From the inception of R.E.A.C.H. and from that day forward, my sister’s eyes would sparkle with true joy, passion, and above all else, life inspiring hope. Knowing my sister and her love for children, it was easy to understand why children would be at the centre of her attention. She had been devoted to nurturing children it would seem, her entire life, even to the extent of volunteering at Sick Children’s Hospital. She went to visit children who did not have the advantage of having their parents with them through the week. From this time onward, we would talk away our time in waiting rooms and through treatments imagining and planning what we might do. I remember well, her saying to me, “You are really going to do this right, promise?” and I would say, “ Yes, of course, I promise.”
At that time, and thereafter, I had no idea of what it was to create a charity or a foundation, but that mattered little in those moments. The thought alone had breathed new life into us, and a tremendous sense of meaning into our souls’ journey. In hindsight, what we did not fully understand, but came to know in time, was R.E.A.C.H. would be a certain victory over death. No longer had her life been marginalized, or defined by this disease.
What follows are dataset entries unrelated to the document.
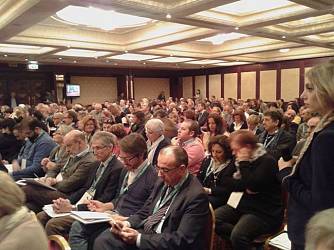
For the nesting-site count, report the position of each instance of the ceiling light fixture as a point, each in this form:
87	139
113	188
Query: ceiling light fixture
284	50
98	18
My sister Frances’ last words to me, which were said with a sense of urgency, were, “ Eileen, remember all the things I told you. Please tell all my friends I love them.”
In May of 2005, Frances passed me her torch, and her spirit lights my way still to this day. There does not seem to be a day when I don’t think of her or visit her in thought. I still feel her presence as one does when a person lives in every corner of your mind. I think it is not by chance, and actually quite poignant, that my sister’s last words were an expression of love because she was just that, love personified. Her indelible spirit lives on through R.E.A.C.H., which speaks beautifully to our school ethos and which has grown into something greater than we had time to imagine.
— Eileen Lanigan
R.E.A.C.H. Leadership Program
Frances reached out to Eileen, advocating for herself at a desperate time, Eileen was there to provide her the hope she needed to carry through to a peaceful end. Holding to her promise, the Rotherglen Children’s Foundation and Leadership Program were created, embracing the ideas of self and social advocacy. It was not lost on us, that Frances herself was an educator and that the leadership program was a perfect way to honour her, to keep her life’s work going. That is the connection between Frances’ story and the story of the leadership program; hence the name Rotherglen Educating in Advocacy and Creating Hope.
The Rotherglen Children’s R.E.A.C.H. Foundation is a vehicle for students to create hope for others, just as Eileen had created hope for her sister. Rotherglen students learn to do the same. The leadership aspect of the program centres on the delivery of student-directed and student-led initiatives. The initiatives foster personal advocacy and develop the skills necessary to carry out activities and initiatives. These endeavours also aim to promote social advocacy, to create positive and healthy community environments.